Consultadas las autoridades de la ciudad al respecto, un portavoz del Ayuntamiento ha manifestado que está prevista una reunión de emergencia de representantes del tripartito -que asistirán con sus respectivos familiares de cuota- para abordar lo que empieza ya a ser una cuestión preocupante.
También asistirán técnicos de diversas materias, quedando excluidos solamente los geólogos, que están en Madrid haciendo un "curset" de actualización técnico-profesional, acompañados del alcalde Clos y del conseller Nadal, sin su hermano, para evacuar consultas con Ruiz Gallardón y Esperanza Aguirre sobre la forma de casar armónicamente la construcción de túneles urbanos y la planificación de una ciudad de diseño, sin morir -ni tener que dimitir- en el empeño.
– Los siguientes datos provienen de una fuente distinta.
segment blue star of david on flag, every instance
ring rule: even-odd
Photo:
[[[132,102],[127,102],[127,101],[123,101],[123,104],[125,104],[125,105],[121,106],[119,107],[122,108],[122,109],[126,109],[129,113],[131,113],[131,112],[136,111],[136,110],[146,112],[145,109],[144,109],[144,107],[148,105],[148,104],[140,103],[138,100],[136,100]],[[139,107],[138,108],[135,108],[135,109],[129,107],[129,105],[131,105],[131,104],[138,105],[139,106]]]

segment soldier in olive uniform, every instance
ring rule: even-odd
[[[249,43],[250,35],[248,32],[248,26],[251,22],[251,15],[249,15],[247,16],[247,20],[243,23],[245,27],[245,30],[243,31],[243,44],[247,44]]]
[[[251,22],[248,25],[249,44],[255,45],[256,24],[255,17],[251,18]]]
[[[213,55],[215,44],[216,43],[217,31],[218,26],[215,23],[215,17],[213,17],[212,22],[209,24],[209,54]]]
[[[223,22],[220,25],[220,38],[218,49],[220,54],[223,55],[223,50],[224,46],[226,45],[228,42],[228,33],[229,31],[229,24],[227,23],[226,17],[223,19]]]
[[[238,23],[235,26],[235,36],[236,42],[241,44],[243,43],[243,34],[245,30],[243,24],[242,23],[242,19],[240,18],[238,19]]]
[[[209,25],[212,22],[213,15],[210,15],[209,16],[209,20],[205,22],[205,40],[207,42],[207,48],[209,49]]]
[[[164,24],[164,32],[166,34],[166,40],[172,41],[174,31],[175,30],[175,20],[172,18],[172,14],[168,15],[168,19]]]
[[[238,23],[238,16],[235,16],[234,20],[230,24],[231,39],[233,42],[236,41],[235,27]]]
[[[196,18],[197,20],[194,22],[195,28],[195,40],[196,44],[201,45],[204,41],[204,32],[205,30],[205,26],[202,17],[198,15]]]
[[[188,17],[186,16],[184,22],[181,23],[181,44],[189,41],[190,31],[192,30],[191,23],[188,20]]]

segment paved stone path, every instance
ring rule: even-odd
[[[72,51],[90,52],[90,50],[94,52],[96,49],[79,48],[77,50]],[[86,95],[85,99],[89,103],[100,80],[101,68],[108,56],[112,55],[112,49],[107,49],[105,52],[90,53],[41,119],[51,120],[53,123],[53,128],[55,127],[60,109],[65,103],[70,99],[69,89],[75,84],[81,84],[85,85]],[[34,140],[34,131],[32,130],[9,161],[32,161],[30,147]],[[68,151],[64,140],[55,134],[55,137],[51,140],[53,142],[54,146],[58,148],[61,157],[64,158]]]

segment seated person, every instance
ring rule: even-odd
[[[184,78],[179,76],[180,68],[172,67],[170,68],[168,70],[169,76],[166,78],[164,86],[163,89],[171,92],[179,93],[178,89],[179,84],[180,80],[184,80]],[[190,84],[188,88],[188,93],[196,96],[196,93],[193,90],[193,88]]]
Mientras tanto las hipótesis acerca del origen del extraño fenómeno se están disparando.
Algunos observadores opinan que los amenazantes bichejos que poco a poco van apoderándose de la ciudad son un signo del final de los tiempos, y recomiendan a los barceloneses y catalanes -y a la humanidad toda en general-que hagan penitencia para bien morir.
Otros, más apocalípticos, apunta a Madrid, y opinan que la extraña y tenebrosa plaga no es nada más que una perversa maniobra centralista de la Federación Española de Fútbol, en connivencia con las fuerzas mafiosas del PP, para frustrar el triunfo del Barça en la actual Liga, y de paso arrasar el nuevo "Estatut".
Tampoco faltan los que, dirigiendo la mirada y orientando el olfato en otras direcciones, no dejan de hacer insinuaciones según las cuales las repugnantes criaturas estarían estrechamente vinculadas a muy elevadas personalidades de la vida pública catalana que abrigarían deseos inconfesables.
En fin, el indeclinable sometimiento al sagrado principio de la verdad que debe guiar siempre toda información nos obliga a extremar la prudencia y a concedernos un prudente margen de espera hasta poder conocer el desarrollo de los acontecim ientos en las próximas horas, y, especialmente, al resultado de la reunión de las autoridades municipales que tendrá lugar mañana.
En la próxima información esperamos poder ofrecer información gráfica sobre lo que tiene todo el viso de ser una auténtica maldición divina.